Avant de passer aux voies de sorties systémiques et messages d’espoir, il faut, être bien conscient d’une réelle polarisation des richesses entretenue par le système. Dans la même lignée que l’article précédent la question des banques publiques est encore posée. Nous terminerons par un choix qui s’impose de manière intemporelle mais qui s’impose aujourd’hui d’une manière vitale pour l’humanité.
A. POLARISATION DES RICHESSES
Imaginons la scène :
- d’un côté le « sommet », les 1000 milliardaires de la planète et tous ceux qui veulent le devenir... La planète compte aujourd’hui 793 milliardaires (en dollars), contre 1125 l’an passé. D’après le World Wealth Report 2007, la planète comptait 9,5 millions de millionnaires, possédant près de 40% des richesses de la planète.
- de l’autre, la « base », le peuple, les entrepreneurs, les travailleurs, l’État, les pauvres, etc. En bref tous les débiteurs (emprunteurs) et micro-créditeurs de la planète (eh oui, depuis Yunus, même les plus pauvres peuvent emprunter). Tout ce petit monde qui, à force de "pousse au crime crédit" (avec remboursement d’intérêts) est devenu insolvable !
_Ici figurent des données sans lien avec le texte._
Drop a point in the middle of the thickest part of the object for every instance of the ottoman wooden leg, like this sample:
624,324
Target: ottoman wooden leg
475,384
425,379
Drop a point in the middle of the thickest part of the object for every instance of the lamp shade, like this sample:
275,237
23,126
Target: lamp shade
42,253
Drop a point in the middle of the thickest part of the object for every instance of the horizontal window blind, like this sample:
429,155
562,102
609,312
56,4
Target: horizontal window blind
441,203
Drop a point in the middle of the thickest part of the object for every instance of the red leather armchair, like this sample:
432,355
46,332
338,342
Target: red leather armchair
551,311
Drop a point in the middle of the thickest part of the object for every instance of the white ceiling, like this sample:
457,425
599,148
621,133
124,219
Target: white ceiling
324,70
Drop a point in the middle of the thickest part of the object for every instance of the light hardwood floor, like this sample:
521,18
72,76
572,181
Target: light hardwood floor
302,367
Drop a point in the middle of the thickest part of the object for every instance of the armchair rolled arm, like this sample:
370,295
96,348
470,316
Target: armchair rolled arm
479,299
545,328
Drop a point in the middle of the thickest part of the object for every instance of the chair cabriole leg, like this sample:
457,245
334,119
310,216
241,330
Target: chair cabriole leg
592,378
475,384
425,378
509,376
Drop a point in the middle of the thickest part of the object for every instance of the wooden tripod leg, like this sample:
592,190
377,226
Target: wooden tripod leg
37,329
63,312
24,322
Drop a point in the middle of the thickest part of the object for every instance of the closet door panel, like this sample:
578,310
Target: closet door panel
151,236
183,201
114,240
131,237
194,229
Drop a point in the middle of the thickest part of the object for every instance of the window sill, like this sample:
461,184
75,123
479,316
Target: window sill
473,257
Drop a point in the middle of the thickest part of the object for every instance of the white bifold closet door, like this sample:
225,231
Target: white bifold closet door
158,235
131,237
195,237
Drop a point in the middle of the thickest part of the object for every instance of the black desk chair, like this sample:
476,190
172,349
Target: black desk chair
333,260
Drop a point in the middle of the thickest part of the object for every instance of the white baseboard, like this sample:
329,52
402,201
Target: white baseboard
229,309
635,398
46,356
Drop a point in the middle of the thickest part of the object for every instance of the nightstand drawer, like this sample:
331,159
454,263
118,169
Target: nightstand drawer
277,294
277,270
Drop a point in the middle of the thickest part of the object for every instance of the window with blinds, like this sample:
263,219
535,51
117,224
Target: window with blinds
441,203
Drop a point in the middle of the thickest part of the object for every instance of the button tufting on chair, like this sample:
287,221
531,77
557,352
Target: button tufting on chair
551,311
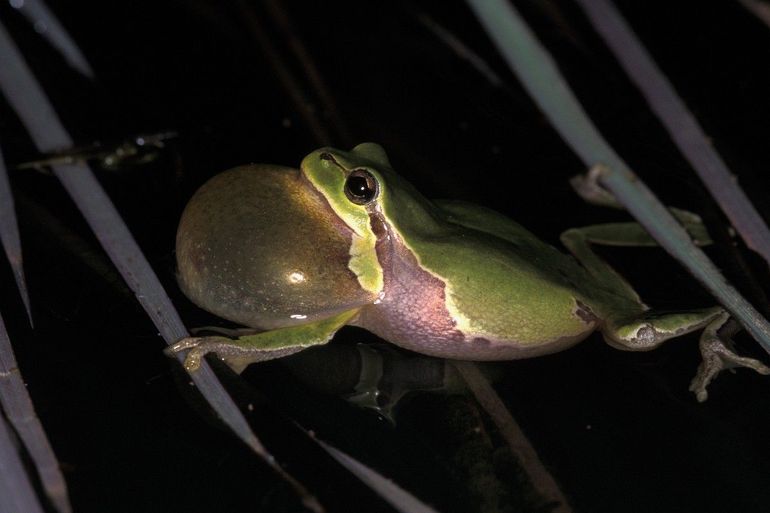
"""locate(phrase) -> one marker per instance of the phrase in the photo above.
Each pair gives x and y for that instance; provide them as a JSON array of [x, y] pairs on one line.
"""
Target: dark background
[[619, 431]]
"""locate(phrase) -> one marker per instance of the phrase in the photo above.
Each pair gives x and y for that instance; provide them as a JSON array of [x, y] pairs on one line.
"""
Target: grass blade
[[679, 122], [9, 235], [47, 25], [18, 408], [541, 78], [16, 494], [37, 114], [541, 479]]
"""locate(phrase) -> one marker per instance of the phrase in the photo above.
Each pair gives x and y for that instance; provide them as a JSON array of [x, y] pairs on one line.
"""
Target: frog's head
[[369, 197]]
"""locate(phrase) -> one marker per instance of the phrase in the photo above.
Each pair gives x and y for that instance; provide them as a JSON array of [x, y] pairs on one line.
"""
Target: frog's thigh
[[242, 351], [578, 241]]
- et au milieu, les banques et toute la machinerie du crédit qui alimente toute la machinerie de guerre, de pétrole et de pub.
Dans un entretien fin mars 2009, Dominique Strauss-Kahn (DSK) affirmait que « le système était gelé et que les milliards n’arrivaient pas en bas ». Voilà le patron du FMI qui contredit le fameux « effet de ruissellement ». Effet qui consiste à dire que les retombées positives de la croissance bénéficient d’abord au « sommet », détenteur de capital (normal, c’est eux qui tiennent les cordons de la bourse) pour ensuite ruisseler sur la « base », les plus pauvres. Les plus pauvres ont donc intérêt à promouvoir les riches et la croissance pour bénéficier des gouttelettes de richesses que les riches veulent bien leur laisser. C’était le leitmotiv de la banque mondiale et de nombreuses théories économiques ! Eh bien, aujourd’hui DSK officialise l’absence de ruissellement ! La pyramide des « richesses » est cristallisée : un sommet opulent et une base insolvable.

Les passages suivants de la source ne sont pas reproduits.